- Film poster
- Directed by: Tomoo Haraguchi
- Written by: Tomoo Haraguchi; Junki Takegami;
- Produced by: Haruo Sai; Akira Tsuburaya; Kazumasa Shimoizaka; Kenji Nagai;
- Starring: Yoriko Dōguchi; Tomonori Yoshida; Hiroshi Atsumi;
- Cinematography: Yousuke Mamiya
- Edited by: Ryuichi Takano
- Music by: Kenji Kawai
- Production companies: Toho; Tohokushinsha; Tsuburaya Video;
- Distributed by: Toho Video
- Release date: 8 November 1991 (Japan);
- Running time: 73 minutes
- Country: Japan
- Languages: Japanese; English;
- Budget: ¥50 million

= Mikadroid =

Mikadroid (ミカドロイド, Mikadoroido), also known as Mikadroid: Robokill Beneath Disco Club Layla, is a 1991 Japanese tokusatsu science fiction horror film co-produced by Toho, Tohokushinsha, and Tsuburaya Video, and directed by Tomoo Haraguchi in his directorial debut. Shinji Higuchi contributed to the film's special effects, while Akio Jissoji assisted the production as a supervisor. The film was released to Japanese home video on 8 November 1991.

==Synopsis==
During World War II, the Japanese military established a secret underground laboratory in Tokyo. Three Olympic-level athletes were selected to undergo a process that would turn them into Jinra-go, superhuman armored soldiers. By March 1945, one of the soldiers had been completely transformed into the half-man/half-machine ultimate soldier called Mikadroid. But American B-29s firebomb the city and, while the two super soldiers manage to escape, Mikadroid and the lab are apparently destroyed. 45 years pass, Tokyo is rebuilt, and old secrets are forgotten. The site is now home to a complex that includes the Discoclub Layla. The disco's patrons dance late into the night, unaware that a faulty basement generator has reactivated Mikadroid and the cyborg now prowls the basement levels, killing anyone in its path.

==Production==
Originally, the project was titled Mikado Zombie and revolved around an undead Imperial Japanese soldier. Director Haraguchi changed the premise to be about a killer cyborg instead, in the wake of Tsutomu Miyazaki's killing spree and the controversy surrounding his large collection of horror films.
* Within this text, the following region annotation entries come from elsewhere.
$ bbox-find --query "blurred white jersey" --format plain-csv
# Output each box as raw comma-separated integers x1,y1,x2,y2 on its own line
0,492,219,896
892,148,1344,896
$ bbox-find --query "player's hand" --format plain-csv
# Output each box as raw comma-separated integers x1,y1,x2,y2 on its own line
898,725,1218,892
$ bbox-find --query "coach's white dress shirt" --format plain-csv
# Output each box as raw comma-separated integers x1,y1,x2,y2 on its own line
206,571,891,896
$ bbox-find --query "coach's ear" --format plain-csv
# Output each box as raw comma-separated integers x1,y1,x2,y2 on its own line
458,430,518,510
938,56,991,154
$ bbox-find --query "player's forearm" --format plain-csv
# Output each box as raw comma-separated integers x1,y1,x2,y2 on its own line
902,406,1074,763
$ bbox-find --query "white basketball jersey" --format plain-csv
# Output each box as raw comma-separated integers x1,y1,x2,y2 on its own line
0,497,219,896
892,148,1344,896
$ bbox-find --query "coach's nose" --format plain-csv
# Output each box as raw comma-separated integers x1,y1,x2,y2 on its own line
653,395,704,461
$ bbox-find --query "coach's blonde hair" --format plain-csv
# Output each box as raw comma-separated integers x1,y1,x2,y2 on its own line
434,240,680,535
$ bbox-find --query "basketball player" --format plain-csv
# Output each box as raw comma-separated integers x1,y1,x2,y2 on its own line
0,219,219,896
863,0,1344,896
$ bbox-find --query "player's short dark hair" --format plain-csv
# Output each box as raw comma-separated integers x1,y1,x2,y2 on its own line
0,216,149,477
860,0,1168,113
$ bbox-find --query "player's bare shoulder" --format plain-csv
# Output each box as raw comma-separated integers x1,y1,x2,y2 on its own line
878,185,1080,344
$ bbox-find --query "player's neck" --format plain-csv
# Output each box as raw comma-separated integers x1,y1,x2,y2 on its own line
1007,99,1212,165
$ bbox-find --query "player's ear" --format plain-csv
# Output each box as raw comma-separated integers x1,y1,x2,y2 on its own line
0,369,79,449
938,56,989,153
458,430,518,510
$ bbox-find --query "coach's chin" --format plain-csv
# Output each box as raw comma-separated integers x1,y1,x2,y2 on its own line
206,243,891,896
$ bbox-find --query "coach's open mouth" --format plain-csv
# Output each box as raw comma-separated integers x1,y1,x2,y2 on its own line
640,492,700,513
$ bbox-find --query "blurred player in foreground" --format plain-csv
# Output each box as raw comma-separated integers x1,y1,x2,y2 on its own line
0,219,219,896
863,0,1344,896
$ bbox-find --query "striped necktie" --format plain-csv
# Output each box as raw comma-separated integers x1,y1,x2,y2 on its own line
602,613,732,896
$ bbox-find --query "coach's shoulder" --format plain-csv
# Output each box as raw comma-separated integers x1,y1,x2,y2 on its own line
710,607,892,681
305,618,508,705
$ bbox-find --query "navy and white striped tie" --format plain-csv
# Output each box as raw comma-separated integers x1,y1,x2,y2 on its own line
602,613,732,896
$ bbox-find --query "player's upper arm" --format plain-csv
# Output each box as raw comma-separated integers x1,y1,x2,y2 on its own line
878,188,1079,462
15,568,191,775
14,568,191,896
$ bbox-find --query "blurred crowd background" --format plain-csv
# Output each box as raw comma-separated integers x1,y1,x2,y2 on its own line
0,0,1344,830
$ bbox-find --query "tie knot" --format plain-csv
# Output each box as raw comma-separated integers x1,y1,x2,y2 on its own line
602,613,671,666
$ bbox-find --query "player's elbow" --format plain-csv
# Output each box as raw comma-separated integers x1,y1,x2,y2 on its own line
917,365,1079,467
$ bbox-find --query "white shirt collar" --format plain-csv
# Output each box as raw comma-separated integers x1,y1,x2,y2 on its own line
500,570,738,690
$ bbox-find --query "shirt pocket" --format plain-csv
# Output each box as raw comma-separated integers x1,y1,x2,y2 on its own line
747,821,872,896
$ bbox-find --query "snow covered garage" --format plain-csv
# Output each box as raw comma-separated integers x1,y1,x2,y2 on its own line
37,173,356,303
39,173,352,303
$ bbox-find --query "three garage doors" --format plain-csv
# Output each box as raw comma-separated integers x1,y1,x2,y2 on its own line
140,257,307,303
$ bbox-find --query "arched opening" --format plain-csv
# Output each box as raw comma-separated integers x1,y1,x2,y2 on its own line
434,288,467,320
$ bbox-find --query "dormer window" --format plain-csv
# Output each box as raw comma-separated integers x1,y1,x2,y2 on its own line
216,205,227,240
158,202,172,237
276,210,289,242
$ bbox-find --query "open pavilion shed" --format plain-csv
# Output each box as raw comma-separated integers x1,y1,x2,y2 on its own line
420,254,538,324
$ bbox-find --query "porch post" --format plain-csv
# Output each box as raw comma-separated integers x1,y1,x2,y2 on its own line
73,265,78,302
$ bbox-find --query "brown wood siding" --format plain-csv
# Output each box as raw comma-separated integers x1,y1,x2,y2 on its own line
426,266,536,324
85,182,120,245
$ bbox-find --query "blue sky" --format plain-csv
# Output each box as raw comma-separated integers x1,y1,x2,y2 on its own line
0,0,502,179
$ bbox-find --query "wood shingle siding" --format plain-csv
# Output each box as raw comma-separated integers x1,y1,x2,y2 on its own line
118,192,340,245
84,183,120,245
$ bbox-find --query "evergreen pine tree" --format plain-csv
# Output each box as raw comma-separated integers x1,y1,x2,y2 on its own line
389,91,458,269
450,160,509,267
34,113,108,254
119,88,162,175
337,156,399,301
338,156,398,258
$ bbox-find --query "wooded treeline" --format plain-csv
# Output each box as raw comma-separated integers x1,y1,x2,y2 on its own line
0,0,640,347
Mikadroid was shot on 16 mm film.

This film marks the first time that Shinji Higuchi was credited as a special effects director. In an interview, Higuchi recalled: "When the director, Mr. Tomoo Haraguchi, asked me to do special effects, I asked him to let me call myself a 'special effects director' as a condition. 'Special effects director' was what Mr. Eiji Tsuburaya called himself. [...] After thinking about a way to call myself a 'director,' I decided on 'special effects director,' a title that no one had taken for a long time. At the time, it was coming from a lighthearted place, and I thought I could just call myself what I wanted. No one has ever complained."

==Release==
Toho Video released Mikadroid straight to VHS on 8 November 1991. It was the first direct-to-video production on the company's short-lived "Toho Cinepack" label. Toho later released a DVD of the film on 11 November 2002.

Discotek Media released a Region 1 DVD with English subtitles in 2006.